QCTOOL is a command-line utility program for basic quality control of gwas datasets. It supports the same file formats used by the WTCCC studies, as well as the binary file format described here, and is designed to work seamlessly with SNPTEST and related tools. QCTOOL computes per-sample and per-SNP summary statistics, and uses these to filter out samples and SNPs from the dataset (either by removing them from the files or by writing exclusion lists).
QCTOOL can be used to :
- Calculate per-sample and per-SNP summary statistics;
- Filter out samples and SNPs, either by creating new data files or by creating exclusion lists.
- Populate sample files with missingness and heterozygosity information;
- Convert files between different GEN file formats.
QCTOOL has a number of features designed to make it easy to use :
- Automatically run across the whole genome (using the chromosomal wildcard character '#' to find matching files)
- Robust file reading and careful error checking - QCTOOL will tell you if it thinks you are doing something wrong.
- Informative output and progress bars giving an estimate of remaining runtime.
Acknowledgements. The following people contributed to the design and implementation of qctool:
In addition, QCTOOL contains the SNP-HWE code by Jan Wigginton et al., described in "A Note on Exact Tests of Hardy-Weinberg Equilibrium", Wigginton et al, Am. J. Hum. Genet (2005) 76:887-93Contact. For more information or questions, please contact me at the following email address:
gavin.band (at) well.ox.ac.uk.
QCTOOL works according to the schematic on the right. A detailed list of options is given by the command
$ qctool -helpwhich produces this output.

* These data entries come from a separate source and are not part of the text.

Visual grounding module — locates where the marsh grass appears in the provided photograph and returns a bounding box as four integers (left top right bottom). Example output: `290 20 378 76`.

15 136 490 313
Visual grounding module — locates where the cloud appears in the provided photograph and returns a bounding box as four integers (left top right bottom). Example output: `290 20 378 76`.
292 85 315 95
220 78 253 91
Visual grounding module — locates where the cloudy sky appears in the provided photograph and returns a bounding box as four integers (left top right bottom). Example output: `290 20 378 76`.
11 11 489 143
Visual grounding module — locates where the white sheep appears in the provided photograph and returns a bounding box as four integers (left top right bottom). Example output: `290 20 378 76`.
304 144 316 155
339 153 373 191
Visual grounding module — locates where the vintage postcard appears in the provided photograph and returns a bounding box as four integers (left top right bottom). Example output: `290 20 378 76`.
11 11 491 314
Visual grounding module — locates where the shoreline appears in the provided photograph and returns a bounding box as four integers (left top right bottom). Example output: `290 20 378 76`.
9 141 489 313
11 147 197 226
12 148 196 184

Qctool works with the following per-sample summary statistics, calculated using the -sample-stats option:
- Missing data proportion
- the total proportion of missing genotype data for this sample across all SNPs. This is the sum of the three genotype probabilities for the sample across all SNPs, divided by the total number of SNPs. A large missing data proportion might be due, for example, to a badly-prepared sample. You can filter on missingness using the -sample-missing-rate option.
- Heterozygosity
- This is the sum of heterozygote call probabilities across all SNPs divided by the total number of SNPs. A high value of heterozygosity might indicate, for example, that the DNA from this sample was been accidentally mixed with another sample during processing; a low value might indicate a higher degree of relatedness than expected among the ancestors of the individual. You can filter on heterozygosity using the -heterozygosity option.

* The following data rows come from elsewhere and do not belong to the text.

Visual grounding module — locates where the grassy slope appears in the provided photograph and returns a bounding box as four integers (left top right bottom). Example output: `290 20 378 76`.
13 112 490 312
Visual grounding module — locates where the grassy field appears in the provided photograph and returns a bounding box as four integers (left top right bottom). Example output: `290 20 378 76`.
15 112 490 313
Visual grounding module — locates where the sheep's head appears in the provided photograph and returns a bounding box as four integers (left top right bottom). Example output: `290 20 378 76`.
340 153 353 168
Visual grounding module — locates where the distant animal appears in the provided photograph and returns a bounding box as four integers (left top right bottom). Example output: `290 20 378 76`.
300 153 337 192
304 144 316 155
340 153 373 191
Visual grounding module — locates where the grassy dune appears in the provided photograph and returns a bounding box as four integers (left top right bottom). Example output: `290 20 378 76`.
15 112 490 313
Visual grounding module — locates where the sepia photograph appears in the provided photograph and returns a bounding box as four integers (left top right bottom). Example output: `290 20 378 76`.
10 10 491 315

Qctool works with the following per-SNP summary statistics:
- Missing data proportion
- The proportion of missing genotype data (null genotype call probabilities) across all samples for the SNP. A high value indicates that the SNP is not well called. You can filter these SNPs out using the -snp-missing-rate option.
- Missing call proportion
- The proportion of individuals for which the maximum genotype probability is less than a threshhold of 0.9. You can filter these SNPs out using the -snp-missing-call-rate option.
- Minor allele frequency
- The estimated frequency of the less common allele. The -maf option can be used to retain only SNPs within a given range of minor allele frequencies.
- Information
- A measure of how much statistical information the genotypes provide about the allele frequency, ranging from 0 (least information) to 1 (most information). Use the -info option to filter on this statistic.
In general, qctool tries to warn you if it thinks you are doing something wrong. In these cases you can override qctool using the -force option.
For more information, see the tutorial.
QCTOOL is available either as binaries or as source code.
Binaries
Pre-compiled binaries are available for the following platforms.
| Platform | File |
|---|---|
| Linux x86-64 static build | qctool_v1.0-static-linux-x86-64.bz2 (1000kb) |
| Mac OS X 10.6.3 | qctool_v1.0-static-osx-10.6.3.bz2 (432kb) |
To run qctool, download the relevant file and extract it using the following commands
$ bunzip2 qctool-static-<machine>.bz2 $ chmod u+x qctool-static-<machine> $ ./qctool-static-<machine> -help
Source
The source code to qctool is available as a mercurial repository here. Assuming you have mercurial installed, a basic download and compilation sequence (for the currently released version) would be:
$ hg clone --rev release https://gavinband@bitbucket.org/gavinband/qctool destination directory: qctool requesting all changes adding changesets adding manifests adding file changes added 232 changesets with 1170 changes to 270 files updating to branch default 201 files updated, 0 files merged, 0 files removed, 0 files unresolved $ cd qctool $ ./waf-1.5.8 configure $ ./waf-1.5.8
./build/release/qctool
You will need boost and zlib installed. More detailed build instructions can be found on the QCTOOL wiki.